Toby Craig Jones in The New York Times:
WHEN Saudi Arabia executed the Shiite cleric and political dissident Sheikh Nimr al-Nimr on Saturday, the country’s leaders were aware that doing so would upset their longtime rivals in Iran. In fact, the royal court in Riyadh was probably counting on it. It got what it wanted. The deterioration of relations has been precipitous: Protesters in Tehran sacked Saudi Arabia’s embassy; in retaliation, Saudi Arabia severed diplomatic ties. More severe fallout could follow — possibly even war. Why did Saudi Arabia want this now? Because the kingdom is under pressure: Oil prices, on which the economy depends almost entirely, are plummeting; a thaw in Iranian-American relations threatens to diminish Riyadh’s special place in regional politics; the Saudi military is failing in its war in Yemen. In this context, a row with Iran is not a problem so much as an opportunity. The royals in Riyadh most likely believe that it will allow them to stop dissent at home, shore up support among the Sunni majority and bring regional allies to their side. In the short term, they may be right. But eventually, stoking sectarianism will only empower extremists and further destabilize an already explosive region.

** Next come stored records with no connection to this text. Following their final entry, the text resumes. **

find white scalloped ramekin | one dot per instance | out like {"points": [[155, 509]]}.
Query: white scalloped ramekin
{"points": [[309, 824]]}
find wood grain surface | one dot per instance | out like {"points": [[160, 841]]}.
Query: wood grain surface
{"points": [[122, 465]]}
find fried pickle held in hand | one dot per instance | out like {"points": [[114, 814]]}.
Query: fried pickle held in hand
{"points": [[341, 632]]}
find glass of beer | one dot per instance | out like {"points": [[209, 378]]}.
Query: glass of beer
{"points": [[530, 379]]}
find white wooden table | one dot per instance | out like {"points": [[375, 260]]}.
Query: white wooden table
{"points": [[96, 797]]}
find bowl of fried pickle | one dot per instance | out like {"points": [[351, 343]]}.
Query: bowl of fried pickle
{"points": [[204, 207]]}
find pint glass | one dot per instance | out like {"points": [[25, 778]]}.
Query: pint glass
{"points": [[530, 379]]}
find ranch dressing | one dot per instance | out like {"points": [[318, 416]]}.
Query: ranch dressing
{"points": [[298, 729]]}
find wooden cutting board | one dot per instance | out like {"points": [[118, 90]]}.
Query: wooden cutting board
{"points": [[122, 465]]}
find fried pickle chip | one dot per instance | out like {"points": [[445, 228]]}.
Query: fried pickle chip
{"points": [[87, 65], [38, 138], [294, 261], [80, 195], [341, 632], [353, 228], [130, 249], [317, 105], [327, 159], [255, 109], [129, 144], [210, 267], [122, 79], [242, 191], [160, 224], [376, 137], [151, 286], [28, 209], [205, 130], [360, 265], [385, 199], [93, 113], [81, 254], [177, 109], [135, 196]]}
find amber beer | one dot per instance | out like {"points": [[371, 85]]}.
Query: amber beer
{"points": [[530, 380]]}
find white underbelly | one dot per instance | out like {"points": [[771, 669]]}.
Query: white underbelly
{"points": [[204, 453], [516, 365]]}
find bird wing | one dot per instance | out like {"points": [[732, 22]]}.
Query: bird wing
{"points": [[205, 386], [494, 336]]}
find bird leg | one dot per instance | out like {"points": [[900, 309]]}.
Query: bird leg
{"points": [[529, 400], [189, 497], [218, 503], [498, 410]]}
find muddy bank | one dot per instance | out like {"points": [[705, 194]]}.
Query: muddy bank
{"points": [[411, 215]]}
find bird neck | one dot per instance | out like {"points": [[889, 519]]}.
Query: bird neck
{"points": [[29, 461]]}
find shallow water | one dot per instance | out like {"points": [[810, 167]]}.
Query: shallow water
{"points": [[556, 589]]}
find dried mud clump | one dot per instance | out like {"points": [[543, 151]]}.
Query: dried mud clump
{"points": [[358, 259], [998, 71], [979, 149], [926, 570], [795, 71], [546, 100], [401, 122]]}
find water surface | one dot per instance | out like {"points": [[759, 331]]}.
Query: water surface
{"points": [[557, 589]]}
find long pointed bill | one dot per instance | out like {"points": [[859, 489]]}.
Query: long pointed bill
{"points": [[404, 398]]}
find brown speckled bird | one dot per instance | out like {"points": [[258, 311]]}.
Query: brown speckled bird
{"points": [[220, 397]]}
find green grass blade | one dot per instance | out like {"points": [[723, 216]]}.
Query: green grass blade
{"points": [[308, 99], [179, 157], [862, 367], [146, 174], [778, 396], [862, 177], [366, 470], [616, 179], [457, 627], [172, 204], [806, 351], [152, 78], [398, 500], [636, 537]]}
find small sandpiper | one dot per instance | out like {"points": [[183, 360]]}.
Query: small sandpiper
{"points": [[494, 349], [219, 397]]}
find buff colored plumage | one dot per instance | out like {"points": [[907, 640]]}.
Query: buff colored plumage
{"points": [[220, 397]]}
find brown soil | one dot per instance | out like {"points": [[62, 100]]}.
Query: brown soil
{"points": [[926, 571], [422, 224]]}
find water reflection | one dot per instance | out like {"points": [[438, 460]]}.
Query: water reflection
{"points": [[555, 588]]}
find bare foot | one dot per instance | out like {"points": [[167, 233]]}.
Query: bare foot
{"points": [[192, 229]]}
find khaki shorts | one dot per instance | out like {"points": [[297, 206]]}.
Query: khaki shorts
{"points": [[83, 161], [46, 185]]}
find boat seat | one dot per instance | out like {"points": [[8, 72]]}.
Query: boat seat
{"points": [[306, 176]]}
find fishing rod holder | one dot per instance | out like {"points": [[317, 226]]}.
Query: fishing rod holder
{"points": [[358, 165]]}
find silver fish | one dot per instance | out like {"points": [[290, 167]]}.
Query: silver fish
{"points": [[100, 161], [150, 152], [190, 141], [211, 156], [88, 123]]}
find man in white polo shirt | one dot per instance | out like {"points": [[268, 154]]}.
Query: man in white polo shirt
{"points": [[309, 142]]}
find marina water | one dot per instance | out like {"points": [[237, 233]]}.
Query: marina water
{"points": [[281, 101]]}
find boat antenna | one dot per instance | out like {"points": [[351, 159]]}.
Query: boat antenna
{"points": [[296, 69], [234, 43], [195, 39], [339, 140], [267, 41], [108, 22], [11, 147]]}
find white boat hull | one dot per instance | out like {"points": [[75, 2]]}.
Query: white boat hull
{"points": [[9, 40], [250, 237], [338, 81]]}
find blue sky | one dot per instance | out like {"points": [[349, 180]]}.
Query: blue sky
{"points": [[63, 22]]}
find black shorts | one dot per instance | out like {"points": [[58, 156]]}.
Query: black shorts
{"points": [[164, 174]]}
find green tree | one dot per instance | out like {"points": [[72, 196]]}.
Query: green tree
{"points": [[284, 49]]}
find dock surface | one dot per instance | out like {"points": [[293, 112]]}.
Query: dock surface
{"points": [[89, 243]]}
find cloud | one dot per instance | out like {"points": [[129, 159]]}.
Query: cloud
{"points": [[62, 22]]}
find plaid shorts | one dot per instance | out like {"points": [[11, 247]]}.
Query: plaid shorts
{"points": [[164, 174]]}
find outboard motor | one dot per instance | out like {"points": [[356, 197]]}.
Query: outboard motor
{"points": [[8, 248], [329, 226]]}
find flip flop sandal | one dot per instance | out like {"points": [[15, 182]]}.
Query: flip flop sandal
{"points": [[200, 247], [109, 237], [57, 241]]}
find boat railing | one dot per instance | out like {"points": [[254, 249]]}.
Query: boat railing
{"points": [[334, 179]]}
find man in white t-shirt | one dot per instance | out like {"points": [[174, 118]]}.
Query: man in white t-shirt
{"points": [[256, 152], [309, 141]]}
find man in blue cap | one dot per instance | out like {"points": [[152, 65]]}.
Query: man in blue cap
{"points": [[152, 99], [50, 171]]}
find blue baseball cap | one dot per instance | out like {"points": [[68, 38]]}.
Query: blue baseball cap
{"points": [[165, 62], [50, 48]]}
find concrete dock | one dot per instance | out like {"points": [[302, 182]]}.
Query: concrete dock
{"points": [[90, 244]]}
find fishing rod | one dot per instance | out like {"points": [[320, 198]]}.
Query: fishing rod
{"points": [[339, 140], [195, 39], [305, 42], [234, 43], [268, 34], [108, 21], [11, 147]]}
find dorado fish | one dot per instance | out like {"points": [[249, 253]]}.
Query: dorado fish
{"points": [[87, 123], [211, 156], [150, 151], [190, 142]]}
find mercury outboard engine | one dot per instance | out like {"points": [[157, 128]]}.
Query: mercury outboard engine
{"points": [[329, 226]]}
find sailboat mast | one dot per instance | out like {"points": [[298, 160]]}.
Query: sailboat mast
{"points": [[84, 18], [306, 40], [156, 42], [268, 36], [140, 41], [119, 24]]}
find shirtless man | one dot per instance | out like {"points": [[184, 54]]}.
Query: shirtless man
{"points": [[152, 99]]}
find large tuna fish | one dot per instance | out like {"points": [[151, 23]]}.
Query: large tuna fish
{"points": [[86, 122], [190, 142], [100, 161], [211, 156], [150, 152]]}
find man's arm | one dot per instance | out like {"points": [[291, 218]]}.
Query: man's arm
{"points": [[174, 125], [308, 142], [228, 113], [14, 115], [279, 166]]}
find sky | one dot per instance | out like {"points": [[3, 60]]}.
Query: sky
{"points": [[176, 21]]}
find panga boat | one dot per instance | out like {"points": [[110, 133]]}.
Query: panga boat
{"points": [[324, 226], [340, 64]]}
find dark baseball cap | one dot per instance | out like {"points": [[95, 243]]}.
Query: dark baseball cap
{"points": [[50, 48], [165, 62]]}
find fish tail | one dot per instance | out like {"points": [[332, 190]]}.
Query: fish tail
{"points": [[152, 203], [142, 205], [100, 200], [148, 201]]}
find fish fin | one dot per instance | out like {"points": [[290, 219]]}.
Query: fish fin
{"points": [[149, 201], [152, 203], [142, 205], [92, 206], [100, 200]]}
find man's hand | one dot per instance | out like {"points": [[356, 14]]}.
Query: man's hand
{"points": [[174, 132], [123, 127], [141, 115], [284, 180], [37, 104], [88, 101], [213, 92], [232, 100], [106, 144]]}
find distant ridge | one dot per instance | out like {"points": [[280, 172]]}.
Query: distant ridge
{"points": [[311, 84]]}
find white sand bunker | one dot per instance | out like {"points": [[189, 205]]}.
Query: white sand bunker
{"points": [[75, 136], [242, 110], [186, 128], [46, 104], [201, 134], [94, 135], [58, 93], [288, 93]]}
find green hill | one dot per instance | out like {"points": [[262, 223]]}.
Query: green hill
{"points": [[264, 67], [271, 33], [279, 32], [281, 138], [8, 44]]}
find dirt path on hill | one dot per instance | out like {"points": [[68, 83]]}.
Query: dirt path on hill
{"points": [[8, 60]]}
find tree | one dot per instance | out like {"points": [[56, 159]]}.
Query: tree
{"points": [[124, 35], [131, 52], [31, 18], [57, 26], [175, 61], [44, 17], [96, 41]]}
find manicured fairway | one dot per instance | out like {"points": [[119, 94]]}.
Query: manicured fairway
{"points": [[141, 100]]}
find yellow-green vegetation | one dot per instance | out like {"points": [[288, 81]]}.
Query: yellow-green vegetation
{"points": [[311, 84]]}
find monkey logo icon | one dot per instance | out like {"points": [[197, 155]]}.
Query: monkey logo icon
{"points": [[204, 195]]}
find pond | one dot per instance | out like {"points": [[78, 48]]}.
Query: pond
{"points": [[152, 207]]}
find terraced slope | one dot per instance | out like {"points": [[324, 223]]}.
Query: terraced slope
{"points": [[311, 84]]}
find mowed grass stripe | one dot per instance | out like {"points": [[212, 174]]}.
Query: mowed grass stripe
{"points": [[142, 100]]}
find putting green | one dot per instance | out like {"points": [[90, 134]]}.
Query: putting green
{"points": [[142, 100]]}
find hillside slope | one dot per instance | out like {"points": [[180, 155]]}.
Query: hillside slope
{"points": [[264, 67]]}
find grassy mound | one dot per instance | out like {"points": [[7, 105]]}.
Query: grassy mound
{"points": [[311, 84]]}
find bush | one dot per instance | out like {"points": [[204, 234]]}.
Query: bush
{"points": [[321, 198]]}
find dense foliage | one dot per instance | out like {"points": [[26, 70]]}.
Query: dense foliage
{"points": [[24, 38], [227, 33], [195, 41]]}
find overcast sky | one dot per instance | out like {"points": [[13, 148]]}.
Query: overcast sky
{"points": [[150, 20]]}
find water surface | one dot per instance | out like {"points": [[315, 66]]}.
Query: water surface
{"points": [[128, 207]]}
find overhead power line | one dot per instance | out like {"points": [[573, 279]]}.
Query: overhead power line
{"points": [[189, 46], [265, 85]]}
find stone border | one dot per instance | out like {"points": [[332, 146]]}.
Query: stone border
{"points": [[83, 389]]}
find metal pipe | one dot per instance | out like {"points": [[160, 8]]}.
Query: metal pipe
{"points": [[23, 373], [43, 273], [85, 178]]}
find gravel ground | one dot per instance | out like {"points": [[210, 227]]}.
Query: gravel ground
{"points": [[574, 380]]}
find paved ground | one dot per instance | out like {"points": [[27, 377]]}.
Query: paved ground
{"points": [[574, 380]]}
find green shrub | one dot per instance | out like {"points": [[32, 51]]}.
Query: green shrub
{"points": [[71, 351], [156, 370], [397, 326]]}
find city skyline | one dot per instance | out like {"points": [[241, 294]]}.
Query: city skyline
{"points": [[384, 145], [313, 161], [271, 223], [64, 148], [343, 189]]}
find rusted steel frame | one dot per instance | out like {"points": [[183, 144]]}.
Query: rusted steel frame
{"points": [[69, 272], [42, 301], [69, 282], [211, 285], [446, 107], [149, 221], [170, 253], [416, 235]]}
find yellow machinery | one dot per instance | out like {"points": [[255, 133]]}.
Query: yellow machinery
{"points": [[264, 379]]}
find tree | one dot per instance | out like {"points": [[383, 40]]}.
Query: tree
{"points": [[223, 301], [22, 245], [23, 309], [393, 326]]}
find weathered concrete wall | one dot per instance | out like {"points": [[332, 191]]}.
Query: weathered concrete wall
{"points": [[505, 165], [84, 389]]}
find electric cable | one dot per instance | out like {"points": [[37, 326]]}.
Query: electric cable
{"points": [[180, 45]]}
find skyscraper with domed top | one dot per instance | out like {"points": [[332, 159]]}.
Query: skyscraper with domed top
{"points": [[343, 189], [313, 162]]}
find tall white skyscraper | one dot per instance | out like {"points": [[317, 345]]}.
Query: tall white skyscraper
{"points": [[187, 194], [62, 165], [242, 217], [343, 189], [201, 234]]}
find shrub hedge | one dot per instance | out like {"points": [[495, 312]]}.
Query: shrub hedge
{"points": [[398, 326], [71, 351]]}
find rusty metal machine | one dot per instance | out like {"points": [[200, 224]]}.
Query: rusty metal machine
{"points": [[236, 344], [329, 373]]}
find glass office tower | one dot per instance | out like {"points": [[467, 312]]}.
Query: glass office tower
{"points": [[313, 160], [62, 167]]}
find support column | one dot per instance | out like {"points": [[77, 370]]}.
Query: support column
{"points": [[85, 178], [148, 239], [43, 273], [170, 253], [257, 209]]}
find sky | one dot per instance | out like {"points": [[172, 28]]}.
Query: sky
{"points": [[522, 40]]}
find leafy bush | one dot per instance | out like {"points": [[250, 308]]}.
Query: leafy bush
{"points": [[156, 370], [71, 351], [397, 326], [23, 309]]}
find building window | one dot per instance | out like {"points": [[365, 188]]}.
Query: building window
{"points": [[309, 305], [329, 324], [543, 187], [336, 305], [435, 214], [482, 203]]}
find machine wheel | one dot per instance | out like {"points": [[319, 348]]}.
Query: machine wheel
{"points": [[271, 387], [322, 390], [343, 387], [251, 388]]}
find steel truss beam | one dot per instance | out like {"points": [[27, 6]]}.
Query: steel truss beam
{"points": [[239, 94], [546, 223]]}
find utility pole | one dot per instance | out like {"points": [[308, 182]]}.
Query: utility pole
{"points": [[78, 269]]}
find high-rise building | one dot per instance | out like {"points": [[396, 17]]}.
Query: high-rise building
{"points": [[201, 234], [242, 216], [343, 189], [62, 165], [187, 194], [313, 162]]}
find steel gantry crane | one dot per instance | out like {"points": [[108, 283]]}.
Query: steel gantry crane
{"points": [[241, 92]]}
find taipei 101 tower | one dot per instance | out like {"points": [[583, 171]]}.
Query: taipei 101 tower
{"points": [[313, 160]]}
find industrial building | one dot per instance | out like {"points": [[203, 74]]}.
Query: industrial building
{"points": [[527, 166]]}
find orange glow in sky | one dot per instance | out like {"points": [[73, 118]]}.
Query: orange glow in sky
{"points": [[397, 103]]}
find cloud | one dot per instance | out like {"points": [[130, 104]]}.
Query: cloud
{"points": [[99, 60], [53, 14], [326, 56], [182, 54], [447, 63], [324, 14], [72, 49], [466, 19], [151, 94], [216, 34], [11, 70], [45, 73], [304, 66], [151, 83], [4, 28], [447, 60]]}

Over the past decade, Saudi rulers have turned to Iran and Shiites every time they needed an easy scapegoat. Anti-Iranian and anti-Shiite sentiments have long existed among religious extremists in the kingdom, but today they are at the heart of Saudi Arabia’s national identity. This development is dangerous for Saudi Arabia’s Shiite community, estimated at 10 to 15 percent of the population, and for the entire Middle East. This is hardly the first time Saudi Arabia’s Shiites have come under fire. Sectarianism under Saudi rule dates back to the early 20th century. But until recently, the kingdom’s leaders have balanced strong-armed tactics with efforts to accommodate community leaders, seeking to minimize the dangers of sectarianism.